© Harry Bonham Carter

The Covid-19 pandemic is driving householders to reassess their financial affairs and consider changing financial advisers, says veteran funds chief Edward Bonham Carter.

“There is change coming in the market. People want different things from the industry,” says the 60-year-old vice-chairman and former chief executive of Jupiter Fund Management. “I don’t think change has been particularly fast in our industry. But I think Covid is making people look at their financial affairs.”

Before the pandemic struck, some private investors were already switching from traditional investment advisory services provided by independent financial advisers (IFAs) and high street banks to new tech-based competitors, ranging from big online platforms, such as US-based Vanguard, to small start-ups.

The Covid-19 crisis has accelerated change by encouraging more private investors to turn to online platforms and by pushing some traditional investment advisory companies to speed up their adoption of new technology.

Behind these shifts are longstanding concerns from some customers about the fees levied by investment advisers and about the complexity of charging structures.

With the industry in flux, Mr Bonham Carter is taking on a new role as chairman of Netwealth, the tech-based investment platform. He takes over from Charlotte Ransom, the former Goldman Sachs partner who founded Netwealth in 2015 and has until now both chaired the board and run the business as chief executive. Ms Ransom, very much the company’s driving force, remains chief executive.

Mr Bonham Carter will step down later this year from the board at Jupiter, though he will retain a part-time role as chairman of both its stewardship and corporate and social responsibility committees.

He is already closely linked to Netwealth, as one of the company’s founder investors and as a non-executive director.

Netwealth has “had a good record” in the Covid crisis, he says, both in terms of its technology coping with customer demand and in terms of business. “Our clients stayed reasonably calm [when markets fell] and showed good sense in not panicking.”

The company says assets under management rose 40 per cent last year, due to increases in new clients and in assets held by existing customers. Clients’ portfolios registered gains of between 0.9 per cent and 5.7 per cent in 2020.

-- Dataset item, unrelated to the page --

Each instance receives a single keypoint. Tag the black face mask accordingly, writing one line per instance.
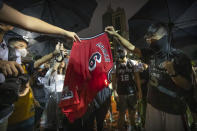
(160, 45)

Netwealth targets a broad range of clients with a particular focus on well-off savers with liquid assets of around £500,000. Investors can divide their funds between up to seven pots with different levels of risk. Clients monitor and adjust their portfolios largely online but can speak to human advisers on request.

Mr Bonham Carter says that as Netwealth expands it is looking to acquire IFA companies to increase its access to clients and “broaden the business”. Netwealth has “looked at a number of firms” but not yet done any transactions.

Asked about the current state of the financial markets, he argues that judging when to invest is “always difficult” and cites JP Morgan to bolster his case. The legendary US financier was once approached by a young man who wanted to know what would happen to stock prices and Morgan reportedly replied: “I believe the market is going to fluctuate.”

Mr Bonham Carter says investors should take a considered approach, investing regularly over time with a 3-5 year perspective. You shouldn’t feel compelled to sell at short notice, he says. “A lot of investment is about rational commonsense and making sure you are well advised.”

He says “it’s reasonable to expect” that investment returns will be lower in the coming 5-10 years than in the recent past so investors should have “rational expectations” about the likely investment income that can be generated.

Inflation may be coming, he says, as this is a way for governments to reduce the real value of the huge debts accumulated fighting the pandemic. He draws a parallel with the UK government using inflation in the 1950s and 1960s in this way to reduce second world war borrowings.

But he warns that those decades saw good economic growth. He says that the problem today is that despite the big advances in technology, the rate of productivity growth is low. Also the population is ageing, so a smaller proportion will be at work, able to generate income in the economy.

As far as investment choices are concerned, he favours the UK stock market on the grounds that it is “looking undervalued”. He adds: “I have been saying this for some time. I have been too early on this. But I am optimistic about the UK. It’s going to do well as we come out of Covid and Brexit.”